Almost six months later, here is what we know so far about the mysterious explosions:
- What happened? -
Four leaks emerged on the two Nord Stream pipelines in the Baltic Sea off the coast of the Danish island of Bornholm at the end of September, with seismic institutes reporting that they had recorded two underwater explosions prior to the leaks appearing.
The pipelines, it turned out, were ruptured by subsea explosives, seven months after Russian forces invaded Ukraine.
While the leaks were in international waters, two of them were in the Danish exclusive economic zone and two in the Swedish one.
The incident was all the more unusual as the pipelines are located in a closely monitored area with a multitude of military ships with significant intelligence techniques patrolling.
In the immediate aftermath of the explosions, Russia directly accused the United States and Britain of carrying out the blasts.
US President Joe Biden has described the Russian allegations as "disinformation and lies".
Like other Western leaders, Biden has called the explosions "a deliberate act of sabotage" and vowed to work with allies to find out what happened.
Britain has called Russia's allegations "false claims on an epic scale".
Germany, Sweden and Denmark have since been investigating the case.

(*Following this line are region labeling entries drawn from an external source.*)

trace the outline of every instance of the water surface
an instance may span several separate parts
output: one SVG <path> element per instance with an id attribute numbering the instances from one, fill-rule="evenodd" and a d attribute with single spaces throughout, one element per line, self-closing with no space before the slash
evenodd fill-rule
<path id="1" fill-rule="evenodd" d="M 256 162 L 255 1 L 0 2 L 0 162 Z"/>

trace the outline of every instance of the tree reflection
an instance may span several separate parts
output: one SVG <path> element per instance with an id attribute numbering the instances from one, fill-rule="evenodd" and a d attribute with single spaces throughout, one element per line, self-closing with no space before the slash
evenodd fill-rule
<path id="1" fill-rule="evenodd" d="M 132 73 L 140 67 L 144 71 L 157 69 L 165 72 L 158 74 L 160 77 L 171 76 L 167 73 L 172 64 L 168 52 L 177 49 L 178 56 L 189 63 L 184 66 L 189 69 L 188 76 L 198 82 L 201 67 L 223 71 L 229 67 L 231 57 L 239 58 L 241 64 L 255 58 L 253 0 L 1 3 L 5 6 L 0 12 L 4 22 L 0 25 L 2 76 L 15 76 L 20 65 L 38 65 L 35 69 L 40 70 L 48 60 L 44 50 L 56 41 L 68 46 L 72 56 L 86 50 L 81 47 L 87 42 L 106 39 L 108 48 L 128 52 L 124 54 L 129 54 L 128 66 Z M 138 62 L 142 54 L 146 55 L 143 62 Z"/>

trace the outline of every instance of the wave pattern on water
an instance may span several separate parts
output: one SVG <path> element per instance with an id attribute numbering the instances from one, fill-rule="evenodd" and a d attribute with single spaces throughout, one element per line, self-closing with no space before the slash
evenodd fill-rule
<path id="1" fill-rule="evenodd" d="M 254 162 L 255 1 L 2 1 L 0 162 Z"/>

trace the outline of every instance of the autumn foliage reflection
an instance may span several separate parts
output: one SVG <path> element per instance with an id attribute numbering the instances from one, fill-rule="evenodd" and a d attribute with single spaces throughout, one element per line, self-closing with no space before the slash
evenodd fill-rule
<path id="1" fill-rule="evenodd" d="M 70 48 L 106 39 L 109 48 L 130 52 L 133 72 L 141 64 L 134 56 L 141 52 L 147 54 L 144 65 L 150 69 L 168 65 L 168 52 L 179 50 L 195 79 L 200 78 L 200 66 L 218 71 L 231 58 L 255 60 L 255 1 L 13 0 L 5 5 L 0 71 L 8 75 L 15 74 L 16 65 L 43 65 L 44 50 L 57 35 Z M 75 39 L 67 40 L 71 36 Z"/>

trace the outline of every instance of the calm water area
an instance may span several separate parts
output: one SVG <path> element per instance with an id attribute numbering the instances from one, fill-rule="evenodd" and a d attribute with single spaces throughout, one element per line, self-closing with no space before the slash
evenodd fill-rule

- What has emerged from news reports? -
In February, veteran US investigative journalist Seymour Hersh said the US was behind the blasts and that Norway had assisted.
The White House dismissed Hersh's report, which cited an unnamed source, as "complete fiction". Oslo has also rejected the allegations as false.
On Tuesday, the New York Times reported that US officials had seen new intelligence indicating that a "pro-Ukrainian group" was responsible for the sabotage.
The NYT article said US officials had no evidence implicating Ukrainian President Volodymyr Zelensky in the pipeline bombing, and it did not identify the source of the intelligence or the group involved.
Separately, German media reports published late Tuesday said German investigators believed that the unidentified group was made up of five men and one woman using professionally falsified passports.
According to the German reports, a yacht was used in the incident and was rented out by a company based in Poland, belonging to two Ukrainians.
- What do investigators say? -
German federal prosecutors confirmed they raided a vessel in January, and had seized objects and uncovered traces from the ship.
Their search was carried out over the "suspicion that the ship in question could have been used to transport explosive devices that exploded on 26 September 2022 at the Nord Stream 1 and Nord Stream 2 gas pipelines in the Baltic Sea", they said.
The prosecutors said however that no firm conclusion could be drawn as yet on the perpetrators of the incident, their motives or on whether it was state-orchestrated.
- What do analysts say? -
The sabotage constituted a form of hybrid warfare, say some analysts, which can take place outside a classic military setting.
"Hybrid warfare is by definition about unattributed or ambiguous and shady acts. More evidence is likely to emerge," said a Western expert who declined to be named.
Professor Veli-Pekka Tynkkynen of Helsinki University noted that the "fact there was so little evidence shows it must have been done by a state actor" as it requires "skills that only military organisations have".
He believed that Russia had the most to gain from the blasts as it "increases fear and raises the bar for Europe to provide aid to Ukraine".
In contrast, Ukraine -- be it official or not -- stood to lose political support by carrying out such an act.
A French observer speaking on condition of anonymity said he believed "we will never know what happened".
"One of the two camps knows that it didn't do it and that the other has sent it a message."